When I was first exposed to Strauss and Howe I began thinking how their ideas explained the histories of other countries as well, and during our interview, I mentioned that crises in countries like France in the 1790s and Russia after 1917 had led to reigns of terror. Bannon included those remarks in the final cut of Generation Zero.
A second, more alarming, interaction did not show up in the film. Bannon had clearly thought a long time both about the domestic potential and the foreign policy implications of Strauss and Howe. More than once during our interview, he pointed out that each of the three preceding crises had involved a great war, and those conflicts had increased in scope from the American Revolution through the Civil War to the Second World War. He expected a new and even bigger war as part of the current crisis, and he did not seem at all fazed by the prospect.
I did not agree, and said so. But, knowing that the history of international conflict was my own specialty, he repeatedly pressed me to say we could expect a conflict at least as big as the Second World War in the near or medium term. I refused."
I suppose it's possible to give Bannon the benefit of the doubt. Back when he made his most alarming statements, he could have been simply predicting the natural course of things and trying to scare people into making the changes necessary in order to stop it. But if he is single-minded about predicting what amounts to World War III, and even wants to encourage it in order to be in place to rebuild from the ashes, that's concerning, to say the least. I think a more responsible approach is to be open to all possibilities, but take all steps to avoid a major crisis or mitigate the fall-out, as Russia has done for the last several years in the face of constant American aggression. Prepare for the worst, work towards the best. There are steps that can be taken.
With any hope, Trump's win could stave off a major crisis. Like him or not, he was the anti-war candidate. A Clinton win would have been business as usual, and business as usual was taking the U.S. straight into catastrophe at full speed.
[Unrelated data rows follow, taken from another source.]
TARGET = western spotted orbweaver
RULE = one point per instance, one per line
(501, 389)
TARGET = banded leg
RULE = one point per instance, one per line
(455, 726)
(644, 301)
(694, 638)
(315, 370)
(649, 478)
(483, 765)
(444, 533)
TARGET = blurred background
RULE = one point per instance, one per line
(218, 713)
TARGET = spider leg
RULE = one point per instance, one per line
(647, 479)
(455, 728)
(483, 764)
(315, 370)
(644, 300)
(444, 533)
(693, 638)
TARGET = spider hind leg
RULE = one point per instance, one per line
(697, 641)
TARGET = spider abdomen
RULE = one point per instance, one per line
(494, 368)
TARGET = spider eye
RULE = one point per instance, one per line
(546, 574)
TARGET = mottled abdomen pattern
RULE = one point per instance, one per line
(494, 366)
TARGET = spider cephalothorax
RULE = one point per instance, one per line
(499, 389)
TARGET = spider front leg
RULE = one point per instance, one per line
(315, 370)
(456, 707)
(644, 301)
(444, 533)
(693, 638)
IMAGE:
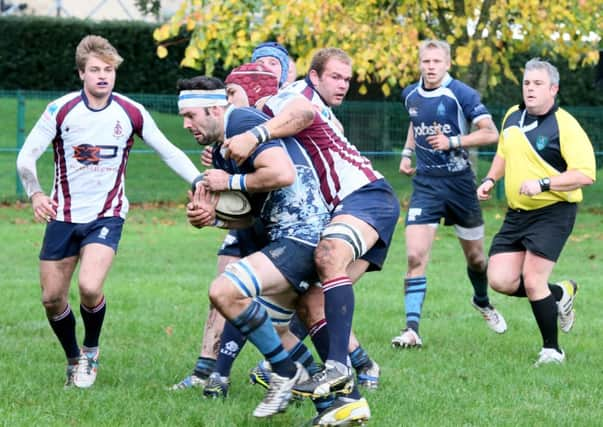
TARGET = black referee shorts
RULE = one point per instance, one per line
(541, 231)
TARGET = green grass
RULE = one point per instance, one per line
(157, 300)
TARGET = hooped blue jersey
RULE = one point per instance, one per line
(297, 211)
(450, 109)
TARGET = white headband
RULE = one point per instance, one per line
(202, 98)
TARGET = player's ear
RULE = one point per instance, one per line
(313, 77)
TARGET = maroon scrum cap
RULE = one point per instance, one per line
(256, 81)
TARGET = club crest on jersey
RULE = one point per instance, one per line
(118, 131)
(441, 110)
(541, 142)
(86, 154)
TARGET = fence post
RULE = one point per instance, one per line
(20, 137)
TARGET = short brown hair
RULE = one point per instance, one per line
(320, 58)
(97, 46)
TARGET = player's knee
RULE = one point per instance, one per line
(415, 259)
(219, 294)
(53, 303)
(502, 283)
(476, 261)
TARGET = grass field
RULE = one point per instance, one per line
(157, 299)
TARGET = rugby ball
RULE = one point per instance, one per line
(232, 205)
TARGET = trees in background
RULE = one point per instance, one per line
(382, 36)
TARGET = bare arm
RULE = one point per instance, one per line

Tackling underproduction, undercapacity, deflation, demographics, infrastructure, etc. could be the steps the U.S. needs to take in order to sidestep a major collapse that would otherwise force those things to be prioritized. In other words, Trump could pre-empt such a crisis, if he's successful. In which case, his election and current unpopularity could be be extent of the crisis. But inertia creeps, and opposition to Trump may actually end up precipitating a crisis, especially if the traitorous deep state has its way with him.
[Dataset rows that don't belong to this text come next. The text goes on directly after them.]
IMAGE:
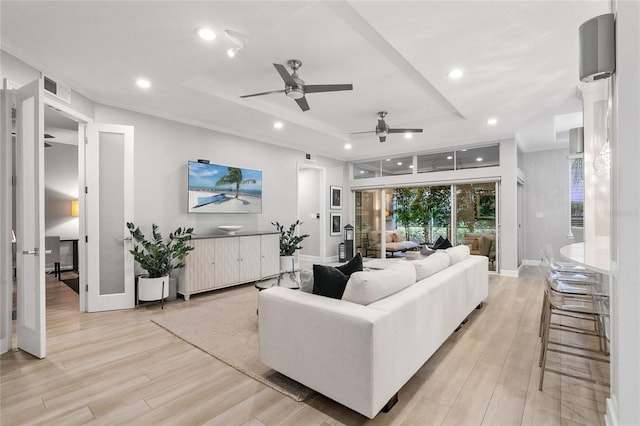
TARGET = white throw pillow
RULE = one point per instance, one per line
(457, 254)
(306, 280)
(436, 262)
(368, 286)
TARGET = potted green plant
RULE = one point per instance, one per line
(289, 243)
(159, 257)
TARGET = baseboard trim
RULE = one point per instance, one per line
(514, 273)
(309, 258)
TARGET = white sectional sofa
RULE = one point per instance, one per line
(361, 355)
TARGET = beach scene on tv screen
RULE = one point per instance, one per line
(222, 189)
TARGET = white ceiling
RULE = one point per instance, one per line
(520, 61)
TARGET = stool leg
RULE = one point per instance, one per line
(543, 349)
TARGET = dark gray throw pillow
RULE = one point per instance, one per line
(354, 265)
(328, 281)
(445, 243)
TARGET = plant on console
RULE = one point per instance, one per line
(289, 241)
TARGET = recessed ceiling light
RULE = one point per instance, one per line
(455, 73)
(143, 83)
(206, 34)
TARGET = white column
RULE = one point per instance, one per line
(597, 166)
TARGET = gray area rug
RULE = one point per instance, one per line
(227, 328)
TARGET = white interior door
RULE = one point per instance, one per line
(6, 222)
(108, 206)
(31, 327)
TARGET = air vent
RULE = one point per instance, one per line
(57, 90)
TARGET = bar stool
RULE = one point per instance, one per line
(579, 303)
(548, 260)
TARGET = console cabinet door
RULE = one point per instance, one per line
(226, 260)
(199, 267)
(249, 254)
(270, 255)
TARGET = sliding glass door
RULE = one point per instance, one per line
(475, 219)
(463, 213)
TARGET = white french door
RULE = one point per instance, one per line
(108, 206)
(31, 314)
(6, 222)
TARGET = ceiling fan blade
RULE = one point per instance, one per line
(317, 88)
(405, 130)
(288, 80)
(302, 103)
(262, 93)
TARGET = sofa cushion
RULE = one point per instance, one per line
(354, 265)
(431, 265)
(328, 281)
(368, 286)
(457, 254)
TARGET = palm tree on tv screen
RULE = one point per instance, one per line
(234, 176)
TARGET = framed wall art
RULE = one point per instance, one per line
(336, 197)
(336, 223)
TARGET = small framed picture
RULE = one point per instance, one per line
(336, 197)
(336, 223)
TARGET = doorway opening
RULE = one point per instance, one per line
(61, 193)
(311, 199)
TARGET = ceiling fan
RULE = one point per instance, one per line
(382, 129)
(295, 88)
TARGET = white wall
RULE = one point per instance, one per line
(547, 201)
(162, 150)
(623, 407)
(309, 191)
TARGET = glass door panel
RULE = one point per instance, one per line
(368, 223)
(476, 219)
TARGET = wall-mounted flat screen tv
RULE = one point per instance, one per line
(223, 189)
The thing is, Bannon seems to get a lot right. He's not crazy for seeing a current crisis, and the danger that it will get worse. And the American system is long overdue for a good re-structuring. The tricky part is that, as Kaiser points out above, chaos is a dangerous thing. The "new order" can be better than what came before. Or it can be a nightmare. Without the right kind of knowledge, it's hard to predict which way it will go, and even harder to prevent a catastrophe. The fourth turning is useful, but it's incomplete. In Parts 2 and 3, I'll round out the picture.